Pharmaceutical company CSL was established by the Commonwealth government in 1916 with the explicit purpose of servicing the health needs of a nation isolated by war.
The Pharmaceutical Benefits Scheme was conceived shortly after World War II to ensure supply of 140 essential medicines to the Australian population.
More recently, in 2000, the National Medicines Policy outlined similar sentiments in one of its four key pillars – “to ensure a viable medicines industry”. The policy explicitly states that “a locally based industry maximises the opportunities for reliable and cost-effective supply of medicines in Australia”.

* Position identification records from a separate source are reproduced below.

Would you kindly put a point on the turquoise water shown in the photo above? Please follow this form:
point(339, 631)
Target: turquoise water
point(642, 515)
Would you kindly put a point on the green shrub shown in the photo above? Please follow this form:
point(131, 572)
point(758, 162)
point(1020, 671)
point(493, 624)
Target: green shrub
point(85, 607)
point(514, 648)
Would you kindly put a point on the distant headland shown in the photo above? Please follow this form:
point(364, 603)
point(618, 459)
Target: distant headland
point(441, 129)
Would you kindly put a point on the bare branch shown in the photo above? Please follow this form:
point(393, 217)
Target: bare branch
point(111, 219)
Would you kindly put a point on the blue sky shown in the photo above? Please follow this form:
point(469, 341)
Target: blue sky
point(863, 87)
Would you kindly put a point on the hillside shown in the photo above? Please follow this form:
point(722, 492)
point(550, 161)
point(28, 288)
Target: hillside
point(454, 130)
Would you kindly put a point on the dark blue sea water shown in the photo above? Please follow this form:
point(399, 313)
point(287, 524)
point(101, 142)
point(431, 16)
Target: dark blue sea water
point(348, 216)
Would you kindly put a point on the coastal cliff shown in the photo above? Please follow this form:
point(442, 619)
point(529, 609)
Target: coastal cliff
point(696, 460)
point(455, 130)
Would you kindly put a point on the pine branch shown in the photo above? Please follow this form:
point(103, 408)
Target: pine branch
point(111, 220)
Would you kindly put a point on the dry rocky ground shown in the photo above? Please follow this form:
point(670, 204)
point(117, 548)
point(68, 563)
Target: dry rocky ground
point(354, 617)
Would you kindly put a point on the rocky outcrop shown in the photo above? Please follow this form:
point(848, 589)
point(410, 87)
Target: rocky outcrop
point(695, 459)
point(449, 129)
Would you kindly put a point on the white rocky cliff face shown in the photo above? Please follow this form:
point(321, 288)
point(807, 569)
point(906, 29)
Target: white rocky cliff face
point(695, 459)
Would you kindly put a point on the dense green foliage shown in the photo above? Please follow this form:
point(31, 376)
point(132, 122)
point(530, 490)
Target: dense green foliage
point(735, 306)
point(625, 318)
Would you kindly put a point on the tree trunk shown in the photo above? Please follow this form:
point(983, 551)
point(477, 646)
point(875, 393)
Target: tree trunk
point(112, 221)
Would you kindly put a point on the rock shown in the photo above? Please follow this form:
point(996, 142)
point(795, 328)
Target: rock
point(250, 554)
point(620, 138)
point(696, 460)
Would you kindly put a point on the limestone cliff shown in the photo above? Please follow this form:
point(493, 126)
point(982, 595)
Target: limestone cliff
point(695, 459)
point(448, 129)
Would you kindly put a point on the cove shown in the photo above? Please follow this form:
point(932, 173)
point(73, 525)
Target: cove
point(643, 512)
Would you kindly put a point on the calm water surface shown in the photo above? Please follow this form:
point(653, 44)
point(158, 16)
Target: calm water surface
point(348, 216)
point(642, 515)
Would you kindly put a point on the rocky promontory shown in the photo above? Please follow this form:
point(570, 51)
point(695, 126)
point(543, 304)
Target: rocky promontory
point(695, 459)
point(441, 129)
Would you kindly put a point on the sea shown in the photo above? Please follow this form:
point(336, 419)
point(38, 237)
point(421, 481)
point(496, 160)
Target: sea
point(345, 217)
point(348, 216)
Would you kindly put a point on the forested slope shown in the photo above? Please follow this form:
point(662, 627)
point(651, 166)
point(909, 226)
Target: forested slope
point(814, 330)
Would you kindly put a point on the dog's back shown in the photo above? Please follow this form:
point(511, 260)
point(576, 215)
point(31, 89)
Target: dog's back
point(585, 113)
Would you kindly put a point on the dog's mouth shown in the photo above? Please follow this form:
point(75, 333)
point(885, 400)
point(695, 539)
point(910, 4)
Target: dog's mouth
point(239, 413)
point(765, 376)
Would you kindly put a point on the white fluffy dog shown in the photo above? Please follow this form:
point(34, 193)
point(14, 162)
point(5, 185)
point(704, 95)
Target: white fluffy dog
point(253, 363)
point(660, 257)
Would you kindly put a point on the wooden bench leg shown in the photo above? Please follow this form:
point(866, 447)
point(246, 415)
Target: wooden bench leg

But the exodus of core industrial and technical capacity continues full throttle, or perhaps it’s now slowing down because there’s not much left to move offshore. As a result, our health-care system increasingly relies on imports that arrive on a just-in-time schedule with no reserves and virtually no local industrial capacity.
Self-sufficiency is a fanciful pipe dream in such a complex global industry as pharmaceutical manufacturing. We consider more than 750 medicines listed by the PBS as “essential” but it would be impossible for an Australian industry to make all of these from scratch.
Rather, we need to develop resilience in the supply of the most essential life-saving health-care products. If there was a global crisis such as regional default in debt, a natural disaster or a large-scale conflict, it would be comforting to know Australia had the capacity to continue manufacturing the 50 most effective life-saving drugs.